Der Kongress lebt von der Unmittelbarkeit des gemeinsamen Erlebnisses. Der Charme
des Klassentreffens und der vielen zufälligen Begegnungen ist nicht ersetzbar. Der
große Vorzug eines Präsenzkongresses, alles und alle zur selben Zeit an einem Ort,
geht verloren. Virtuelle Tagungen sind besser als keine, aber eine gewisse digitale
Übersättigung und der Hunger auf „echte“ Beteiligung sind schon deutlich spürbar.
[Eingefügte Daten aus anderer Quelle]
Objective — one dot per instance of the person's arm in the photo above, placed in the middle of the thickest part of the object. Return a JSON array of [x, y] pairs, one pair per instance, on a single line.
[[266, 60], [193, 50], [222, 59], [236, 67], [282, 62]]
So werden der DGPPN Kongress 2020 und die diesjährigen Hauptstadtsymposien, welche
pandemiebedingt virtuell stattfinden, das Beste davon bieten, was die heutigen digitalen
Möglichkeiten hergeben. Bewährte Formate wie Lectures, State-of-the-Art-Symposien,
Meet-the-Expert-Sessions, E-Poster und besondere Vorträge von hochkarätigen Persönlichkeiten
werden in kompakten und interaktiven Online-Formaten an mehreren Kongresstagen Ende
November präsentiert. Dies ist aber nicht als neue Normalität gedacht, sondern ausdrücklich
als eine den Umständen geschuldete Ausnahme. Umso mehr darf man sich auf die vielen
geplanten und ungeplanten persönlichen Begegnungen, die kleinen und großen Höhepunkte
und die besonderen Momente zukünftiger Präsenzkongresse freuen.
Hinweis: Dieser Artikel stellt die Meinung der Autoren dar und spiegelt nicht notwendigerweise
die Meinung des DGPPN-Vorstands wider.